Iowa's felony disenfranchisement laws are the harshest in the country, automatically stripping a person of their voting rights for life after conviction of any felony--even non-violent offenses, and even after someone has completed their sentence. Let's change that.
Iowa's Disenfranchisement Law Is Out of Step With Other States
Iowa is one of just two states (shown in blue) that automatically bans voting for Iowans convicted of any felony, even for a non-violent crime and even after a person has served their sentence.
It's possible to get that right to vote back through the Governor's Office, but the process is arduous, intimidating, and many feel they need to retain a lawyer to help them.

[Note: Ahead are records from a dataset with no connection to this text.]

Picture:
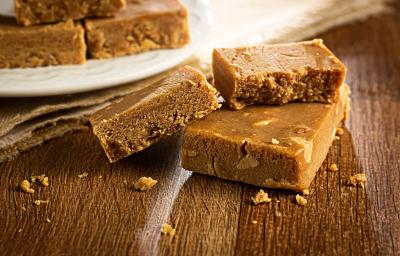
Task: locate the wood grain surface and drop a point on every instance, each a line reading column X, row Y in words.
column 103, row 215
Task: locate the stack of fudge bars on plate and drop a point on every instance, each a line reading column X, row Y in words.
column 282, row 106
column 61, row 32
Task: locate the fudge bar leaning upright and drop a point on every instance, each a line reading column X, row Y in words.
column 30, row 12
column 276, row 74
column 42, row 45
column 141, row 119
column 267, row 146
column 144, row 25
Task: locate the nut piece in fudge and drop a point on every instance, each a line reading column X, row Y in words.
column 30, row 12
column 237, row 145
column 43, row 45
column 276, row 74
column 144, row 25
column 138, row 120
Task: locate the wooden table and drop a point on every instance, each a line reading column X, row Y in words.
column 103, row 215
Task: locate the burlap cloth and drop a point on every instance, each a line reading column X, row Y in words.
column 28, row 122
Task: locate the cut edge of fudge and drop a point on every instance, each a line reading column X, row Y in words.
column 240, row 77
column 139, row 28
column 135, row 122
column 42, row 12
column 43, row 45
column 292, row 163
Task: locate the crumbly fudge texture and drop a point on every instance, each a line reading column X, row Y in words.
column 276, row 74
column 237, row 145
column 139, row 120
column 30, row 12
column 43, row 45
column 144, row 25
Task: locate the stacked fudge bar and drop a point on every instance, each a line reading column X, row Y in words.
column 283, row 104
column 259, row 139
column 64, row 32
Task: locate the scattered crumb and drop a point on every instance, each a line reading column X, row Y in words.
column 236, row 66
column 144, row 183
column 39, row 202
column 301, row 200
column 42, row 179
column 83, row 175
column 275, row 141
column 339, row 131
column 168, row 230
column 358, row 180
column 261, row 197
column 26, row 187
column 333, row 168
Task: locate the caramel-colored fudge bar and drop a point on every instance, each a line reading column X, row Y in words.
column 43, row 45
column 141, row 119
column 30, row 12
column 267, row 146
column 144, row 25
column 276, row 74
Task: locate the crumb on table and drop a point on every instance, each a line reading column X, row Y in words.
column 25, row 185
column 39, row 202
column 301, row 200
column 168, row 230
column 83, row 175
column 261, row 197
column 333, row 168
column 339, row 131
column 358, row 179
column 42, row 179
column 144, row 183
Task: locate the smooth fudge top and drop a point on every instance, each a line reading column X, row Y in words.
column 143, row 8
column 183, row 75
column 8, row 25
column 288, row 128
column 29, row 12
column 281, row 57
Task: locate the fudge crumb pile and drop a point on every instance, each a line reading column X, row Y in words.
column 261, row 197
column 168, row 230
column 301, row 200
column 358, row 180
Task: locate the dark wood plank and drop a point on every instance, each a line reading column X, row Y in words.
column 103, row 216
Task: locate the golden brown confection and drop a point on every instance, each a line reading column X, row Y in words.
column 144, row 25
column 141, row 119
column 30, row 12
column 43, row 45
column 237, row 145
column 276, row 74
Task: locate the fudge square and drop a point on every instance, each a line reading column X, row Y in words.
column 267, row 146
column 30, row 12
column 141, row 119
column 144, row 25
column 42, row 45
column 276, row 74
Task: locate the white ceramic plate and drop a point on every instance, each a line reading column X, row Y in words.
column 98, row 74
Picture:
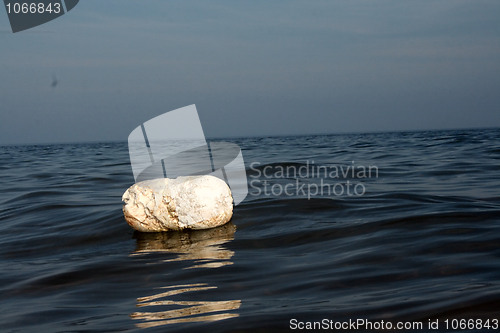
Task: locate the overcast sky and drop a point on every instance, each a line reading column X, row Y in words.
column 252, row 67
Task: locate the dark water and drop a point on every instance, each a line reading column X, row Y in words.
column 419, row 240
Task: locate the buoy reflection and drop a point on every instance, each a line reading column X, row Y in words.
column 204, row 248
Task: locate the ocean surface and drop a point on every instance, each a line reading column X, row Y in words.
column 394, row 227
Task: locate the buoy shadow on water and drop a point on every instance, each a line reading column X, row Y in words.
column 204, row 249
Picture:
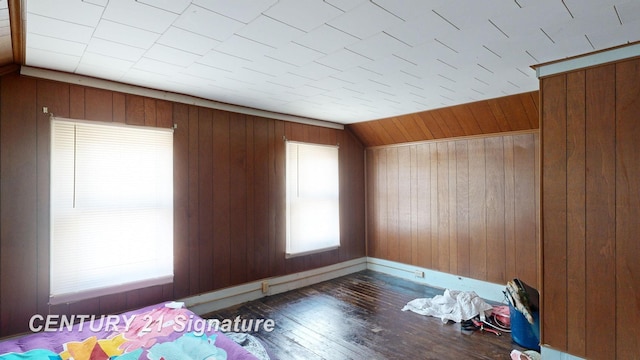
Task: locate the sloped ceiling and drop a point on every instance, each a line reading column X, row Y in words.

Disenfranchisement Harms Families and Communities
One in ten African Americans of voting age are currently barred from voting for life. That disenfranchisement wreaks terrible injustice on the African-American community in our state.
If laws don't change, that number can be expected to increase to 1 in 4, taking away the voice of even more people of color.
Mom Charged With Crime for Voting Fought to Change the System
ACLU of Iowa client Kelli Jo Griffin was just a mom who wanted to take her kids with her to vote because they were learning about it in school.
She found herself being staked out by the Iowa Department of Criminal Investigation, charged with perjury for alleged voting fraud, and spending thousands of dollars to defend herself in a jury trial before being acquitted.
In Iowa, all people with felony convictions are permanently disenfranchised, unless the Governor restores their right to vote.